Stocks jumped, closing at their highs for the session after a glimmer of hope from the housing market helped continue the resurgence of beaten-down banking and consumer stocks and tech stocks jumped.

The Dow Jones Industrial Average rose 178.73 points, or 2.5%, to end trade at 7395.70, the highest close since Feb. 19. The average has now climbed in five of the last six trading sessions, is up 4.7% this month, and up 13% from its 12-year closing low of 6547.05 hit on March 9.

The S&P 500 Index jumped 24.23 points, or 3.2%, to 778.12, also its highest close since Feb. 19. The Nasdaq Composite Index leapt by 58.09 points, or 4.1%, to 1462.11, the highest close since Feb. 18, as Google, Cisco Systems and Research In Motion bounced.

"With each round of gains that we see, the odds are increasing that we've seen the bear-market lows," said Wachovia Securities strategist Al Goldman, who said he tweaked his advice to clients last week, advising them to become more aggressive and even buy into rallies if necessary.

Leslie Barbagallo, executive vice president of SunGard Trading in New York, said recent activity in the options markets suggests that institutional investors have been coming back to stocks after a period in which volumes had waned.

"The question of whether it's a good thing or a bad thing to have the institutions back is a separate matter," said Ms. Barbagallo, alluding to the volatility hedge funds and other large investors caused late last year. But increased participation by some of the market's smartest players could signal the gains will continue.

Structurally, the rally is encouraging because the gains are gradual and holding steady, said Ryan Detrick, senior technical strategist at Schaeffer's Investment Research. But he said Schaeffer's is skeptical because sentiment has changed too quickly.

Financial stocks helped lead the rally, with the S&P 500's financial sector jumping 6.5% as banks including Citigroup, U.S. Bancorp and SunTrust Banks rose. Financials led the broader market off its bear-market lows last week as a number of banks said the first two months of the year had been profitable.

Sean Simko, head of SEI Fixed Income Management, said that fixed-income spreads have tightened in particular areas, with some of the unwind of money in credit being put into bank stocks. Still, a flood of cash from Treasurys into equities, which would drive even more banking gains, is unlikely in the short term as traders await clarity from the Federal Reserve.

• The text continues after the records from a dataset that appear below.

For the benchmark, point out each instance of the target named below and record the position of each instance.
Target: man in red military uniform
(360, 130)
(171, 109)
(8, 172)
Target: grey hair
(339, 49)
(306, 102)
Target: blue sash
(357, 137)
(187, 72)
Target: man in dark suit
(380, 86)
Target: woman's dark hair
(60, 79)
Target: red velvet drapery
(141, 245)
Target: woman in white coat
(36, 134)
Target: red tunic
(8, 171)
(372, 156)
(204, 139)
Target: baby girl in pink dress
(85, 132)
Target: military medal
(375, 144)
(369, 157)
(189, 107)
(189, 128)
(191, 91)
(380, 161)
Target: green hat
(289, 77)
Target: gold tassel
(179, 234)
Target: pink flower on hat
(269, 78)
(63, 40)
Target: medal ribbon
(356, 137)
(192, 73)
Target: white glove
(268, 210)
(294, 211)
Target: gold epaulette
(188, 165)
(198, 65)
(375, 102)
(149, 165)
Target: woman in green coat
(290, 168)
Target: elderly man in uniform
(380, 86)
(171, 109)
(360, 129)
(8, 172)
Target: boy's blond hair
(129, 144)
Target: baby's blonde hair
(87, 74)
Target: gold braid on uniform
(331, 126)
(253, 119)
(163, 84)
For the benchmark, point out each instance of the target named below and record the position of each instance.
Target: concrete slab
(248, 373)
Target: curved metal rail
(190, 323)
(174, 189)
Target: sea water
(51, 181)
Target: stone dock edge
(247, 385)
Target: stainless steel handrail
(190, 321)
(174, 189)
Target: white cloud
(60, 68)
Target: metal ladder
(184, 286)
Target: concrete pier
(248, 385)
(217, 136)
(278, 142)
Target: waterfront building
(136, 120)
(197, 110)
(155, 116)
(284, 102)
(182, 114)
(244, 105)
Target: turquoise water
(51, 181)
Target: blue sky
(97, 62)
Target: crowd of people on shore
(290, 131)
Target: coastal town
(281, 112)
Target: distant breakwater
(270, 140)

The Fed, which begins a two-day policy meeting on Tuesday, isn't expected to alter interest rates. Investors will be listening for hints that the central bank will buy long-term Treasurys, though expectations that the central bank will adopt a policy of "quantitative easing" have recently been fading. Treasurys dropped as stocks rose on Tuesday; the 10-year yield rose to about 3.01%.

Investors say that they'd need to start seeing economic trends improve before buying stocks with any conviction, especially when it comes to banks. "Though we're seeing pieces of light at the end of the tunnel with the bank disclosures in the past week, we're nowhere near out of this yet," said Mr. Simko.

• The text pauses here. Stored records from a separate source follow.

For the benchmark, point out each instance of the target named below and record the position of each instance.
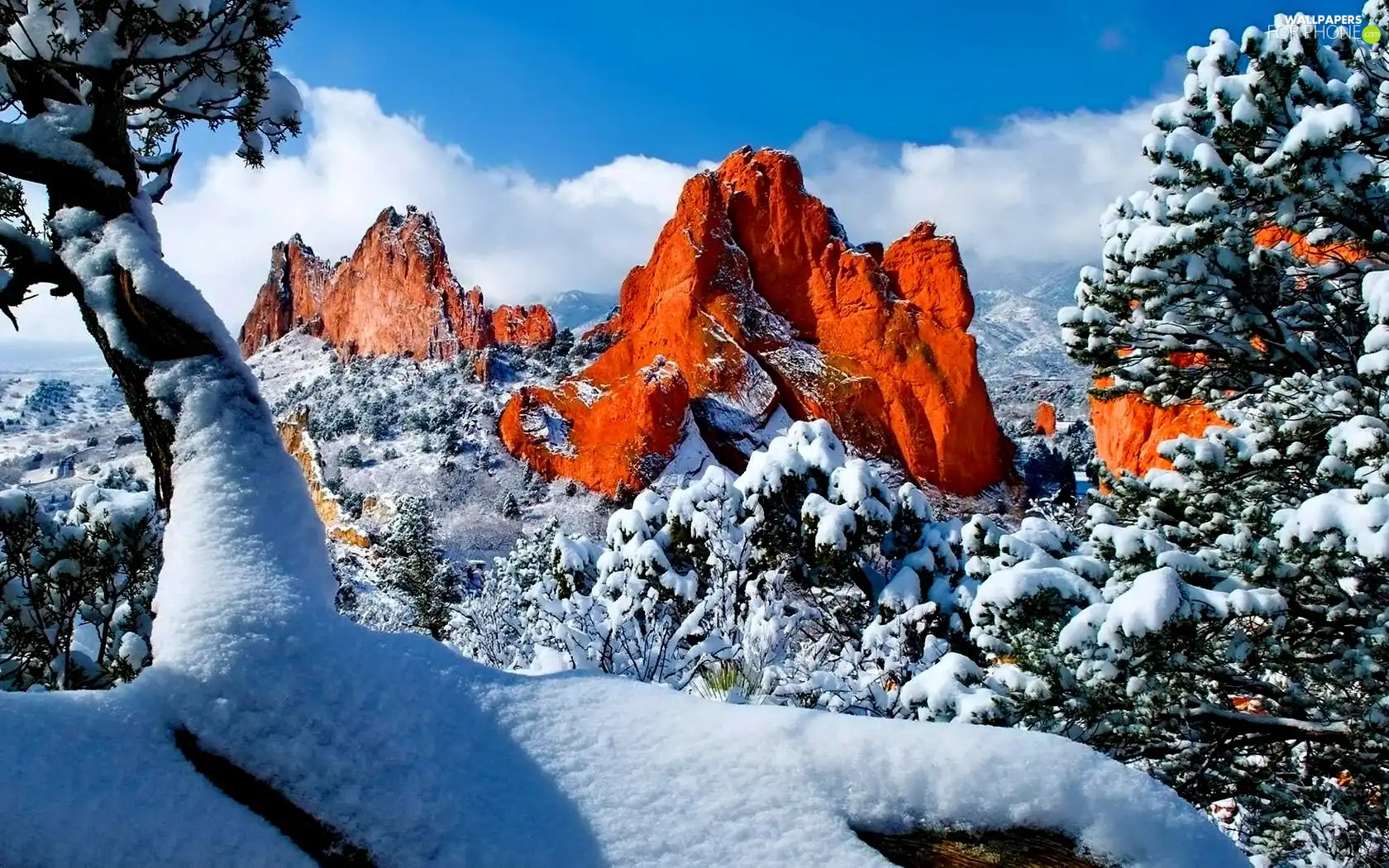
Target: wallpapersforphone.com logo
(1327, 28)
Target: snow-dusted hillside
(388, 425)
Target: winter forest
(786, 553)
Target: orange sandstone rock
(290, 296)
(1129, 429)
(755, 293)
(623, 435)
(528, 327)
(294, 432)
(394, 295)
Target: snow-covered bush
(412, 564)
(75, 589)
(803, 581)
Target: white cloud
(1029, 192)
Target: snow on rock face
(425, 759)
(761, 302)
(623, 435)
(394, 295)
(290, 296)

Consumer-discretionary stocks climbed 4.8% after data showed housing starts jumped 22.2% in February. Building permits also rose. The PHLX Housing Sector Index jumped 5.7%. Home Depot shares jumped 6.7% and Wal-Mart Stores gained 2.5%.

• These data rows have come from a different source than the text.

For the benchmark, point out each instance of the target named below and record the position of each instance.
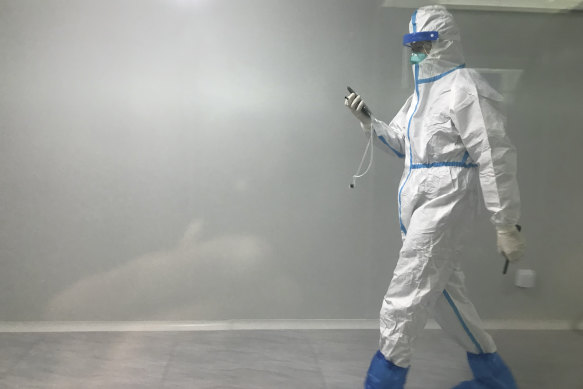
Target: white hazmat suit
(451, 136)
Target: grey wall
(190, 159)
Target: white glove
(355, 104)
(510, 242)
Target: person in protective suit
(451, 137)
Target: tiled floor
(267, 359)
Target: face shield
(420, 44)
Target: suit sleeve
(481, 127)
(391, 137)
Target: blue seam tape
(459, 316)
(410, 148)
(439, 164)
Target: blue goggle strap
(420, 36)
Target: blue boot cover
(490, 372)
(383, 374)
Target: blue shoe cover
(490, 372)
(383, 374)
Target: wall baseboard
(240, 325)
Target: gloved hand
(354, 103)
(510, 242)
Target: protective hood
(446, 52)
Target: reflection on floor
(332, 359)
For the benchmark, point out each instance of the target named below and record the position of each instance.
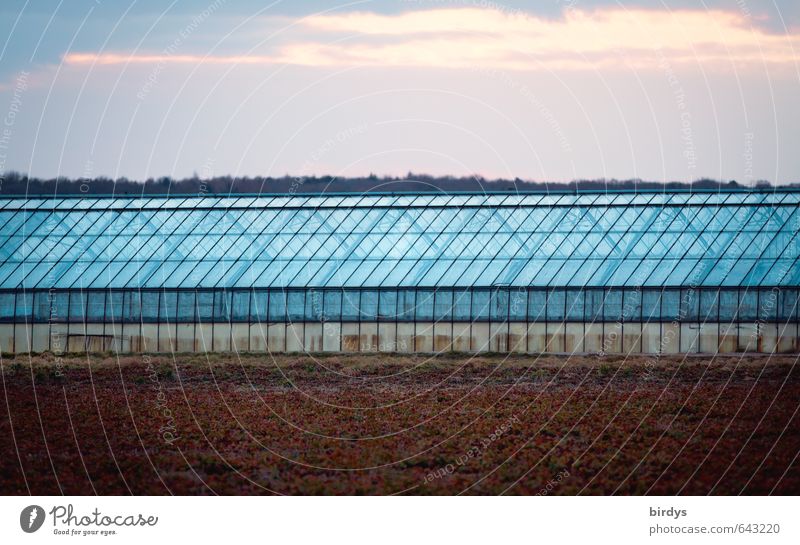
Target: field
(226, 424)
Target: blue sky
(671, 90)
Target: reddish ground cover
(390, 424)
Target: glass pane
(481, 305)
(77, 306)
(518, 305)
(350, 305)
(424, 306)
(443, 306)
(405, 305)
(574, 305)
(168, 309)
(24, 306)
(369, 305)
(96, 306)
(748, 305)
(708, 305)
(612, 305)
(536, 306)
(296, 305)
(632, 306)
(314, 305)
(333, 305)
(41, 306)
(240, 307)
(499, 310)
(387, 309)
(728, 304)
(671, 305)
(114, 306)
(149, 306)
(185, 311)
(462, 301)
(651, 305)
(205, 306)
(132, 307)
(556, 301)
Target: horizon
(557, 91)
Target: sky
(552, 90)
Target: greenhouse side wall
(403, 337)
(560, 320)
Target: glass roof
(425, 240)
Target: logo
(31, 518)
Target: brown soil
(379, 424)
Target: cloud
(493, 39)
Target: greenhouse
(573, 272)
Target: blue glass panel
(185, 311)
(518, 304)
(24, 308)
(499, 305)
(205, 306)
(690, 304)
(709, 305)
(767, 305)
(651, 305)
(96, 306)
(240, 306)
(481, 305)
(556, 305)
(632, 305)
(537, 304)
(574, 303)
(351, 305)
(787, 305)
(41, 307)
(114, 306)
(612, 305)
(462, 305)
(77, 306)
(295, 305)
(424, 305)
(314, 305)
(728, 305)
(387, 309)
(443, 305)
(333, 305)
(406, 305)
(369, 305)
(149, 306)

Anthony Conroy, head trader at BNY ConvergEx, said the most important development of the day for traders was the report on housing starts. "There are some signs of life in the housing market, which is very important because that's the epicenter of a lot of the problems the market has," said Mr. Conroy.

Harry Strunk, managing director at Treflie Capital Management, which tracks shorts, said such participants remain on the defensive for now. He estimated that the typical short portfolio rose about 10% in the first two months of the year, but bearish fund managers have been taking money off the table since.